Wheel loaders have an articulated type of working implement, inclusive of a bucket and a lift arm, on an anterior section of the vehicle. The wheel loaders apply a driving force to the wheels via the traveling drive device, with the bucket plunging into the object, then raise the bucket to excavate the soil. At this time, the wheels increase in ground contact pressure since the force that raises the bucket works upon the vehicle body as the counteraction from the object. As the ground contact pressure of the wheels increases, maximum frictional force between the wheels and the ground surface increases, so that when the bucket is being raised, occurrence of wheel slip tends to be reduced below a level at which the bucket is not being raised.

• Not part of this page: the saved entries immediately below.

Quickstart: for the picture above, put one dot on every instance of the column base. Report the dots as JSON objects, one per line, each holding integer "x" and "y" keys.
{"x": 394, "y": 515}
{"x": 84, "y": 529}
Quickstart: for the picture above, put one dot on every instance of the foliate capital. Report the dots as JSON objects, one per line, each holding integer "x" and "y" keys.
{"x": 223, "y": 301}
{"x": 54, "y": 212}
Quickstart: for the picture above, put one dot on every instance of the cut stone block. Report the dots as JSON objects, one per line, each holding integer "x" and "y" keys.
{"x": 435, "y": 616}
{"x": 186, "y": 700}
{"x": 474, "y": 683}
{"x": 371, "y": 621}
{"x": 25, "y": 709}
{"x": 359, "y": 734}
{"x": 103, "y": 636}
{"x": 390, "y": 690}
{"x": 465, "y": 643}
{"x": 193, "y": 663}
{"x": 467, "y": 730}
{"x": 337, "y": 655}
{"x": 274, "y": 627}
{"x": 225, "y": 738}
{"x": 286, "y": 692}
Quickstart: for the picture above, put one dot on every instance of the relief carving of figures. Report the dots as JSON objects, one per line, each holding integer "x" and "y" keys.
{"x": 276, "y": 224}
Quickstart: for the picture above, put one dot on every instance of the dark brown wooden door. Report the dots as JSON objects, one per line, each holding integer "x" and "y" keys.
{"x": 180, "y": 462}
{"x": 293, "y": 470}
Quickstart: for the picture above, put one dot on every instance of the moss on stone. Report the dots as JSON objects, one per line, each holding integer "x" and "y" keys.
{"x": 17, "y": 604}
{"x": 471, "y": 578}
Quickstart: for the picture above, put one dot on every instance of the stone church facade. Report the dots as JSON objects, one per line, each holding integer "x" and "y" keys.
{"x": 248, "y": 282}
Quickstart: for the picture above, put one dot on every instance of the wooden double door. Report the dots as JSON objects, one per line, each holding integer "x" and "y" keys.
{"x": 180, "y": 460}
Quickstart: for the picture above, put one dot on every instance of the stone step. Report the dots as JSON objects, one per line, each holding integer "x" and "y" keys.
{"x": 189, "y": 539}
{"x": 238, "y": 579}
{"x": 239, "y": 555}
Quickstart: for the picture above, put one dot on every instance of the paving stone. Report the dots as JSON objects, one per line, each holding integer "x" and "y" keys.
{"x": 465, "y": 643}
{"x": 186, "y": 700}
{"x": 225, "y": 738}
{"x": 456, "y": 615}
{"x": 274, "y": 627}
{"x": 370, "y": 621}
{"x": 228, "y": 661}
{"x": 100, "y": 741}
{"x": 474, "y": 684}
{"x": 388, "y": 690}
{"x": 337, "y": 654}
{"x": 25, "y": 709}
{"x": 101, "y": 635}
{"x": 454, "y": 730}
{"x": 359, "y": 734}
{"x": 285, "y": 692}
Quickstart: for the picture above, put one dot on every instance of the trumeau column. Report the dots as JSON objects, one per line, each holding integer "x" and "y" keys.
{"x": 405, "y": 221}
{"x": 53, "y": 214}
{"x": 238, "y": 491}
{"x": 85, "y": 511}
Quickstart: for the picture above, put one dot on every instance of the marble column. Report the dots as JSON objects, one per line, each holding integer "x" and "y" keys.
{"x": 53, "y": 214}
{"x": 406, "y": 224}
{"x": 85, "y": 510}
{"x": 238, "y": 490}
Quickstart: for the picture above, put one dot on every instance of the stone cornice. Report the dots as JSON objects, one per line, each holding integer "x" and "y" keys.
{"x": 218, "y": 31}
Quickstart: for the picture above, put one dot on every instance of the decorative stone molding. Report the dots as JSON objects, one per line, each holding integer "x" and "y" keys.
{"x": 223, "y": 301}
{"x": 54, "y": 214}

If the excavating counteraction is small and the driving force is large, however, the wheels may slip because of insufficient frictional force. In addition, the slipping of the wheels may involve scraping against the road surface to make it rough and thus to significantly reduce subsequent working efficiency of the vehicle. For example, in a wheel loader having a torque converter type of automatic transmission (hereinafter, this construction vehicle may be termed the conventional type of wheel loader), since the torque converter yields an increase in output torque with an engine speed, an operator predicts a magnitude of the driving force from parameters such as the engine speed, and performs excavation while balancing the extracting counteraction and the driving force appropriately for suppressed wheel slip. Skill is needed to balance the extracting counteraction and the driving force. Conversely to the above, if the driving force is too small, the bucket may fail to plunge into the object deeply. In this case, the amount of object that the bucket can scoop may reduce, thus the workload per unit time may also reduced.

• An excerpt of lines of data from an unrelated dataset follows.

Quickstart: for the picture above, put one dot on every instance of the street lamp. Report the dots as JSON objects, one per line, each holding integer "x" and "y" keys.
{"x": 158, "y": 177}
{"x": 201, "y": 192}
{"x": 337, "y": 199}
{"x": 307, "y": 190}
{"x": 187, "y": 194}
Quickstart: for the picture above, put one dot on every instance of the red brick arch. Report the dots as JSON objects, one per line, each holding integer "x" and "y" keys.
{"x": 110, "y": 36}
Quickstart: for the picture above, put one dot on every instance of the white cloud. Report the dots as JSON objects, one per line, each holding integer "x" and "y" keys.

While known traction control for automotive use would be applied to suppress the wheel slip generated when a construction vehicle is operated as above, occurrence of initial slip is likely to be unavoidable since the driving force is limited only after the occurrence of the slip has been detected.
In order to prevent wheel slip from occurring, therefore, Patent Document 1 discloses a wheel loader that includes traveling control means to detect a position of a bucket and an excavating counteraction (load), then calculate a rotational moment of a working implement, based upon the detected position and excavating counteraction, and limit a driving force according to the particular rotational moment.